夜中に何度も看護師さんが様子を見に来てくれる。
血抜きのドレーンからの出血量、導尿ドレーンからの尿の量などをチェックしてくれる。
その度に目が覚め、あまり眠れず朝を迎えた。
7:45朝食が届くが、あまり食べてくれない。
酸素の数値が安定してきたので酸素マスクが外された。
指につけている酸素量の機械も外してもらえた!
相変わらずほとんど食べないものの、飲み物だけはストローで飲めるようになった。
頭を上げることもまだ出来ないため、顔周りにタオルを敷いてストローで少しずつ飲む。
右手につけている予備の点滴ルートも外してもらえた!
普段は本当によく笑い、喋るりーはほとんど言葉を発しなくなった。
もちろん、笑うこともしない。
ただ横になり、イヤホンでDVDを見る。
用事があれば、板を固定された手でベッドの柵を叩く。
喉が渇けば口辺りに手をやる。
手術した部分が痛ければ、足の近くに手をやる。
痛がればレスキューを押して様子を見る。
少しは痛いの消えた?
聞いても首を振るだけ。
このまま塞ぎこんでしまったらどうしよう…
いろいろなことを我慢しすぎて感情がなくなったら…
夜になり、上の娘たちからメールが届いた。
『りっちゃん、大丈夫ですか??
りっちゃんに会いたいです。
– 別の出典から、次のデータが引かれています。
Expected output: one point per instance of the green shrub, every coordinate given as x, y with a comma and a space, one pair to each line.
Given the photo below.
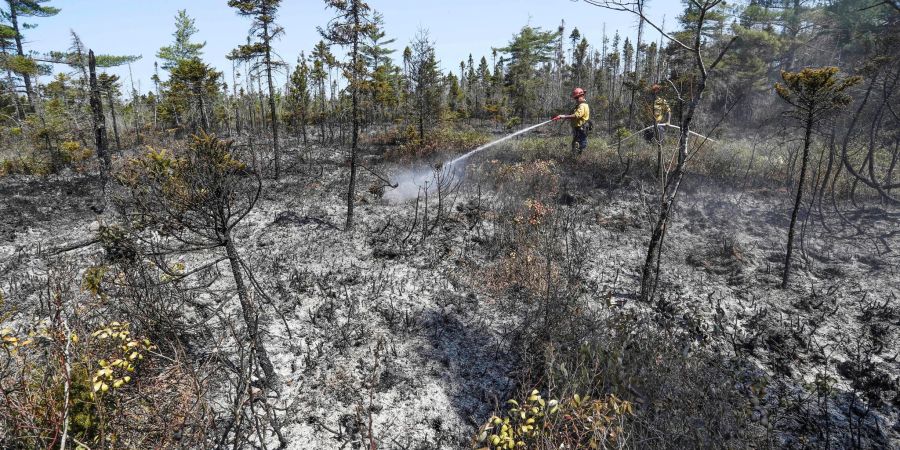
409, 147
574, 422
』
うぇーーーーーん……
りーが小さな声で泣き出した。
「どうしたの??痛い??」
「みんなに会いたい…」
久し振りに感情を出してくれた。
病棟は免疫力の低い子、症状の重い子がいるため、両親以外は入れない。
お姉ちゃんに会うためにはエレベーターホールまで行くか、デイルーム(談話室)に行くしかない。
ということは、車イスに乗らなければならない。
そのためには、まず座らなければいけない。
現状、体を動かすことは出来ない。
少しでも骨盤を動かせば泣き叫ぶ痛みがある。
シャワーにも入れないため、看護師さんがベッドで頭を洗い、体を拭いてくれる。
それだけでも激痛が走る。
病衣の着替え、床擦れ防止のために少しだけ体を傾けること、おむつの交換、そのたびにレスキューを押して頑張るが激痛が走るようで泣き叫ぶ。
そんな状態なのに車イスに乗れるの??
先生や看護師さんに聞いてみる。
大丈夫!明日頑張ってみよう!
毎日毎日痛みに耐え、寂しさに耐え、健気に頑張る姿に涙が出てしまう。
母親なんだから泣いたらダメ!
辛くても笑顔で!
毎日隠れて泣いた。
代わってあげあい。
代わらせてほしい。
お腹にいるときに何かよくなかったのか。
育て方?抱き方?
何がよくなかったのか。
だけどりーの前では笑顔で!
こんなのへっちゃらだよ!がんばろ!
応援した。
今日も一緒に寝てほしいと言うりーに添い寝をする。
今夜のため、体を拭いてもらったときについでに場所移動しておいた!
ベッドの端に寄せてもらったので、くっついて寝られる。
横に寝ると嬉しそうに頭を寄せてきた。
少しでも寝てくれますように。
いつの間にか寝てしまっていた。